Для того чтобы идти тысячу верст, человеку необходимо думать, что что-то хорошее есть за этими 1000-ю верст. Нужно представление об обетованной земле для того, чтобы иметь силы двигаться.
Л. Толстой, «Война и мир»
Часть первая
Последний день
Еще не было никаких признаков ухода из города. Все так же в лунном небе чернели над Киевским укрепленным районом похожие на гигантские сигары аэростаты воздушного заграждения, на высотах чутко слушали небо огромные железные уши звукоуловителей, и возле них зенитки, выставив длинные стволы, глядели в небо, как бы спрашивая: «Стрелять?»
Но что-то неуловимо тревожное, напряженное чувствовалось во всей атмосфере осажденного города, к которому мы только что подъехали: настойчивее трезвонили полевые телефоны, смятенно рыскали по небу лучи прожекторов, выискивая и стараясь схватить в световые клещи где-то очень высоко ноющего немецкого разведчика, и патрули на дорогах яростно кричали: «Свет! Свет!»
Поезд стоял на левом берегу Днепра, на станции Дарница — у восточных ворот Киева.
Глухой голос из центра города, обзванивая рубежи круговой обороны, спрашивал:
— Как у вас на даче — душно?
И командир армейской части или командир истребительного батальона, вчерашний инженер депо или агроном пригородного совхоза, отвечал, что душно, и обычно просил по этому случаю «подбросить картошки к самоварам», то есть прислать мины, а если можно, то и «крупы» немного, то есть пехоту. Пехоту просили все, разница разве только в том, что один назовет ее «крупой», другой нежно «пчелкой», а третий торжественно «царицей полей».
Но вот наступило утро, и все изменилось, словно вместе с темнотой растаяла и тревога.
И когда, осветив золотые купола Киево-Печерской лавры, поднялось солнце, стали опускаться аэростаты.
Киев, окруженный немецкими дивизиями, выстоял еще одну ночь.
Уже не одна тысяча вражеских солдат в зеленых, мышиных и черных мундирах, тупых курносых касках и рогатых пилотках нашла свою смерть на высотах вокруг Киева, в желтых полях несжатой ржи, в дубовых рощах и яблоневых садах; уже не одна сотня немецких самолетов, бессильно распростерши крылья, врезалась желтыми мордами в киевскую землю.
Второй месяц разбивались об этот город на днепровских кручах, как о скалу, волны немецкого наступления.
«С добрым утром! — свежим, бодрым голосом сказало вокзальное радио и хотело сказать еще что-то приятное, хорошее, но вместо этого зловеще зашипело и вдруг произнесло: — Воздушная тревога!»

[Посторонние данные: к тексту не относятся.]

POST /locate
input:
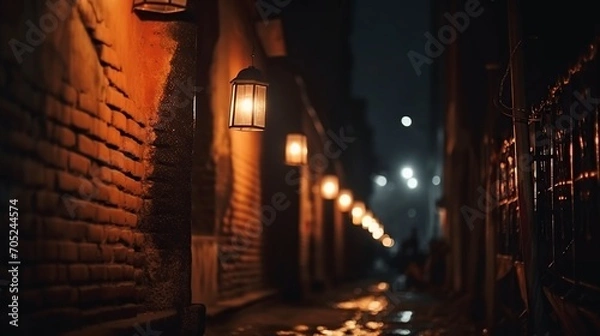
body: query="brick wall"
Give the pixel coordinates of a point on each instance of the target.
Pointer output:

В ясной голубизне неба над Дарницей появляются осиные тени «мессершмиттов». И сразу все вокруг ощетинивается невидимыми до сих пор стволами. Рявканье зенитных пушек сливается с длинными и короткими очередями пулеметов и трескотней винтовок.
Какое-то железнодорожное начальство, на ходу расстегивая кобуру, выбегает из стоящего поблизости служебного вагона и палит из пистолета.

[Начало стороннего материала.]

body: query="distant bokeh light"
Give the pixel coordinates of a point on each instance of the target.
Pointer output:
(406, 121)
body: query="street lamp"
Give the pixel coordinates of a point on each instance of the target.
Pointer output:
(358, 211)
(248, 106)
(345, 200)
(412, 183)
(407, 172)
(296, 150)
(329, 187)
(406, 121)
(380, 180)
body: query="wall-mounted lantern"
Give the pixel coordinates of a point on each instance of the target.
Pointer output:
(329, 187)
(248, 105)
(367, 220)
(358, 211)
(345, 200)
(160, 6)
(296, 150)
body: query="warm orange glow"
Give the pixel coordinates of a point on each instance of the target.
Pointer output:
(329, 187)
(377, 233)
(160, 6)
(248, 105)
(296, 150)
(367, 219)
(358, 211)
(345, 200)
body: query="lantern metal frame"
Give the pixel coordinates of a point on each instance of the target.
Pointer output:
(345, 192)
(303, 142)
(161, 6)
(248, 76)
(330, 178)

— Рама! Рама!.. — и к ноющему, распарывающему небо звуку «мессершмиттов» прибавляется недовольное урчание накренившегося на крыло «фокке-вульфа», фотографирующего узел.
Яркое небо с молодым восходящим солнцем, радостно освещающим деревья, осыпанные яблоками и темно-малахитовыми сливами; резко звучащий в утреннем воздухе бодрый безостановочный стук винтовок и автоматов, белые шарики красиво разрывающейся в воздухе шрапнели, сопровождаемые свежими, звучными хлопками; хор гудков продолжающей жить и работать станции, двигающиеся по всем направлениям поезда, рожки стрелочников и заливистые свистки кондукторов создают картину какой-то необычайно грандиозной, не грозящей никакими опасностями игры.
И объятый пламенем, словно сам собой загоревшийся, стремительно летящий к земле с длинным шлейфом красного дыма и вдруг рассыпающийся на куски «мессершмитт», и развернувшийся под крики стреляющих парашют, на котором выбросился немецкий летчик, и даже хлопки разорвавшихся где-то в стороне бомб, после которых обязательно кто-то знающе скажет: «Двухсотка!» — не нарушают, а, наоборот, усиливают это впечатление азартной, бодрой игры.